演歌歌詞にいたっては女性に対して、「おまえ」が普通に使われていた。
ちょっと調べるだけでもいくらでも出てくる。
フランク永井「おまえに」1972年
石原裕次郎「俺はお前に弱いんだ」1964年
五木ひろし「おまえとふたり」1979年
山本譲二「旅の終りはお前」1982年
歌詞は「あなた」や「きみ」は多用されるが、演歌は男性が女性に「おまえ」と言う歌詞が多い。
昭和演歌は、男が家庭を支えるのが当たり前という認識があるからだろうな。自然と上から目線になるのだろう。実際、旦那に「おまえ」と呼ばれる奥さんも多かったからね。

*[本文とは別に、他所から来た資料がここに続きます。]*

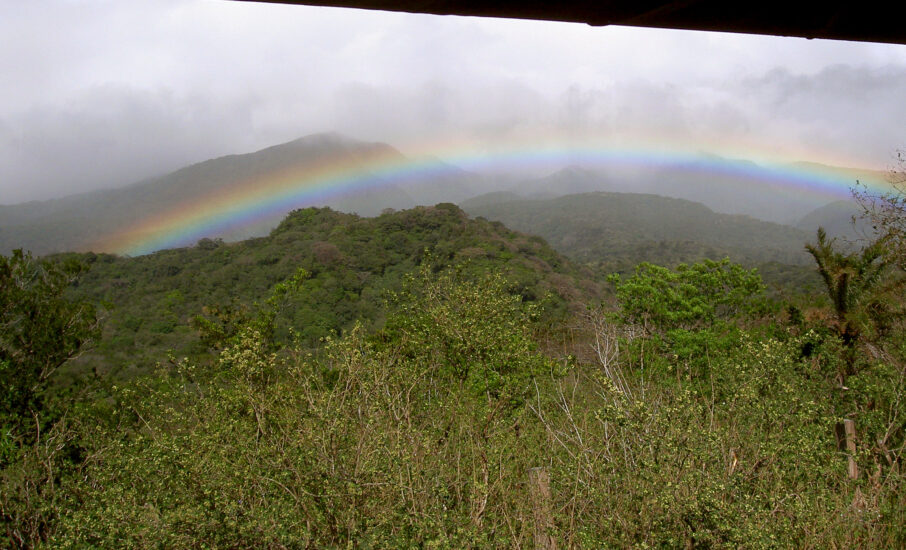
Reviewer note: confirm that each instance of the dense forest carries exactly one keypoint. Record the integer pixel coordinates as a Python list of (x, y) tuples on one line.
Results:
[(423, 379)]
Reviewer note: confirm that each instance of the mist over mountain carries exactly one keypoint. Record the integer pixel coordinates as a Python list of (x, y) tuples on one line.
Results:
[(79, 222), (623, 229), (87, 221)]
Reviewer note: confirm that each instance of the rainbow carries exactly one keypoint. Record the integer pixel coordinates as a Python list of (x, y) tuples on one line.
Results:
[(244, 203)]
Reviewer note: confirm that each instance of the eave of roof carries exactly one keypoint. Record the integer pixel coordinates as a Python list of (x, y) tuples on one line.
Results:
[(866, 21)]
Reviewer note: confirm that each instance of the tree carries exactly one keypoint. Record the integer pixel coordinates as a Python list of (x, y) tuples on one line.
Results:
[(692, 297), (40, 328), (860, 286)]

私の父が母に対して「おまえ」なんて言った記憶は全くない。

HKT48「アインシュタインよりディアナ・アグロン」(2016年)
難しいことは何も考えない
頭からっぽでいい
女の子は
可愛くなきゃね
学生時代は
おバカでいい
おいおい!「頭からっぽ」じゃ困るだろ!
秋元康さんは私と同世代、当時の昭和の歌謡曲を良く知っている世代であり、あえて当時を軽く風刺したんだろうな。
でも、女はバカでいいは完全に女性蔑視と言えるね。

黒沢年男「時には娼婦のように」(1978年)
時には娼婦のように 淫らな女になりな
真赤な口紅つけて 黒い靴下をはいて
大きく脚をひろげて 片眼をつぶってみせな
人さし指で手まねき 私を誘っておくれ
これ当時は流行ったけど、堂々とテレビで流れたんだからね。